Fragrance by Maison Francis Kurkdjian
- Category: Woody
- Notes: Hedione, Ambroxan, Cedar, Saffron
- Released: January 2016
- Perfumer(s): Francis Kurkdjian

= Baccarat Rouge 540 =

Perfume

Baccarat Rouge 540 is a fragrance originally created by perfumer Francis Kurkdjian for the Baccarat crystal company. It has since expanded to becoming one of the best-selling fragrances in Europe and the United States. The fragrance has been widely imitated, with many consumers looking for "dupes" that replicate the fragrance at a lower price point.

== Background ==
In 2013, the crystal company Baccarat commissioned Kurkdjian to make a perfume for its two-hundred-and-fiftieth anniversary. Initially the perfume was a limited edition run of Baccarat crystal bottles, priced at three thousand Euros each. Released in fall 2014, Rouge 540 — named for the temperature at which Baccarat crystal is produced — quickly sold out, but Kurkdjian gave a bottle as a gift to the vice president of beauty at the department store Neiman Marcus, Kelly St. John, who received so many compliments on it that she suggested Kurkdjian produce it for sale at their stores.

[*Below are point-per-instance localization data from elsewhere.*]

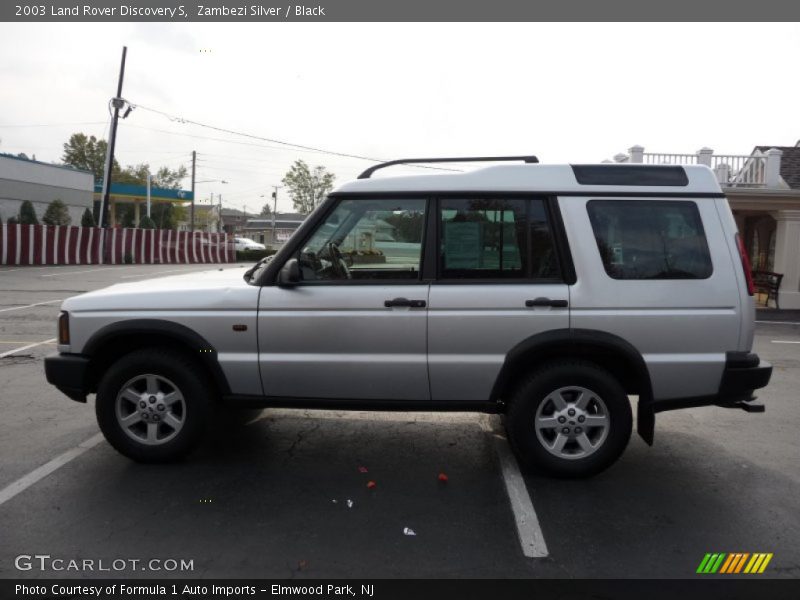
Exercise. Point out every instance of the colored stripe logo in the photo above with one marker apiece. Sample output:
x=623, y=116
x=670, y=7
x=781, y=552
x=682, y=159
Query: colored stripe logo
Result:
x=734, y=563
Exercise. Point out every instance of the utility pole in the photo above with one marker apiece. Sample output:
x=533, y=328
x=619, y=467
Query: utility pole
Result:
x=117, y=102
x=194, y=161
x=275, y=189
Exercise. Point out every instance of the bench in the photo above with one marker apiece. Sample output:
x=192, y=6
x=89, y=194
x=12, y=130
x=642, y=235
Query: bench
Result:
x=769, y=283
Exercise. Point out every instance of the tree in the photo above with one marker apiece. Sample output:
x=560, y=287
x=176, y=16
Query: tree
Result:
x=87, y=220
x=56, y=214
x=307, y=188
x=89, y=154
x=27, y=214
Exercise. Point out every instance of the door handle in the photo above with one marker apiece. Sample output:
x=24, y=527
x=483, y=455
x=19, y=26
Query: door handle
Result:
x=405, y=302
x=546, y=302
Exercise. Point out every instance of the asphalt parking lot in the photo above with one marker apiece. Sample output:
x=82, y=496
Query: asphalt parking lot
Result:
x=269, y=498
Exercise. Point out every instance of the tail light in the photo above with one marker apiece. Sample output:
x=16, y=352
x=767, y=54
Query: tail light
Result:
x=748, y=275
x=63, y=328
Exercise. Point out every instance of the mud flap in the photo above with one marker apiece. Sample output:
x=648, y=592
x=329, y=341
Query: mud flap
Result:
x=646, y=420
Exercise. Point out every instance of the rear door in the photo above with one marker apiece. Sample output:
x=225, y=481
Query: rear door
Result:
x=498, y=281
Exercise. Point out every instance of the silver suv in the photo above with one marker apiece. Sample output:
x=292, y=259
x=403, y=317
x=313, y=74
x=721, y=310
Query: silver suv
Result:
x=549, y=293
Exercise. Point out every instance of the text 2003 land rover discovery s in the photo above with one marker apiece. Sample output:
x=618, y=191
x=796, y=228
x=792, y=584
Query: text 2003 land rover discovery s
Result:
x=547, y=293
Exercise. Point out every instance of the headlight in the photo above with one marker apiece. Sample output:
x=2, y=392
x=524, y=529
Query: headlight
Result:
x=63, y=328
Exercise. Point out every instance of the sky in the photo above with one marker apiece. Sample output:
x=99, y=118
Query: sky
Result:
x=564, y=92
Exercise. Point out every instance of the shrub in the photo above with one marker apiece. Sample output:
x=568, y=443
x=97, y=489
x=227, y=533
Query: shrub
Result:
x=87, y=220
x=27, y=214
x=56, y=214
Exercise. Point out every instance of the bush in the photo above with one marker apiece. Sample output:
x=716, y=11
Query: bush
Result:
x=87, y=220
x=27, y=214
x=253, y=255
x=56, y=214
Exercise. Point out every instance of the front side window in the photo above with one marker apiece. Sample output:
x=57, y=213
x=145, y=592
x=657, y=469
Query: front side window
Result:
x=495, y=239
x=650, y=239
x=366, y=239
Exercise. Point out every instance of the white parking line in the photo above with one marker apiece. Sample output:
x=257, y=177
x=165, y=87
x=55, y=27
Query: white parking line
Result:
x=159, y=273
x=529, y=531
x=31, y=305
x=77, y=272
x=46, y=469
x=21, y=348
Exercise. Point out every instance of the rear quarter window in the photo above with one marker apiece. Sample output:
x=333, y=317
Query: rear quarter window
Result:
x=650, y=239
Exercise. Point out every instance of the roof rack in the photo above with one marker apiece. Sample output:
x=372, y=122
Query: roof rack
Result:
x=403, y=161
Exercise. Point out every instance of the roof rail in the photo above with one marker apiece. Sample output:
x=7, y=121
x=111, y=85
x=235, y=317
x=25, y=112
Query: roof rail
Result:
x=403, y=161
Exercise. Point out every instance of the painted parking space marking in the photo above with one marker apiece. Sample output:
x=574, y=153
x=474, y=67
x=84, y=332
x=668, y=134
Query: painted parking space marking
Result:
x=26, y=481
x=32, y=305
x=22, y=348
x=531, y=537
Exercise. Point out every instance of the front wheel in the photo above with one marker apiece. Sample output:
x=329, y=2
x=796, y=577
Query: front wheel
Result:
x=153, y=405
x=569, y=419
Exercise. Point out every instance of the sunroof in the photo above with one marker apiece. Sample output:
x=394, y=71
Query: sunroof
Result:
x=641, y=175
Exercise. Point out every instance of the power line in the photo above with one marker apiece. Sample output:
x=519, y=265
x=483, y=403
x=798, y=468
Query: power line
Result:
x=276, y=141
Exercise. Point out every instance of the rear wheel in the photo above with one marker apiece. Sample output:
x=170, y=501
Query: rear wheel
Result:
x=153, y=405
x=569, y=419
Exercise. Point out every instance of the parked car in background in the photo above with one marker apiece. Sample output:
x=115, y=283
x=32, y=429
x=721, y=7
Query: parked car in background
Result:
x=247, y=244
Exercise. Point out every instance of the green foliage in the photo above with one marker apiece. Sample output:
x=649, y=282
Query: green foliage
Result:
x=56, y=214
x=253, y=255
x=89, y=154
x=27, y=214
x=163, y=215
x=87, y=219
x=307, y=188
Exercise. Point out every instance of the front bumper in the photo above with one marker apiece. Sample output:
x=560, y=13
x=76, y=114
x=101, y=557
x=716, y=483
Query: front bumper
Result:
x=68, y=372
x=744, y=373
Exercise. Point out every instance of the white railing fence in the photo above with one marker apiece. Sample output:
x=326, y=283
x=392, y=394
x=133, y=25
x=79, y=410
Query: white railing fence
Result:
x=760, y=169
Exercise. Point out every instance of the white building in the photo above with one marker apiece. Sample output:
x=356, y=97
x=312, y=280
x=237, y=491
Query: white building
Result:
x=41, y=183
x=763, y=189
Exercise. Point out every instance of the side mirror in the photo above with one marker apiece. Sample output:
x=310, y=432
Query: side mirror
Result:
x=290, y=273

Kurkdjian and Baccarat struck a deal allowing him to sell the synthetic gourmand fragrance in his signature square glass bottles, and it became one of the best-selling fragrances in the world, propelled by fragrance reviewers on TikTok.

== Awards ==
In 2024, Kurkdijan received the Hollywood Beauty Award for Fragrance of the Year for Baccarat Rouge 540.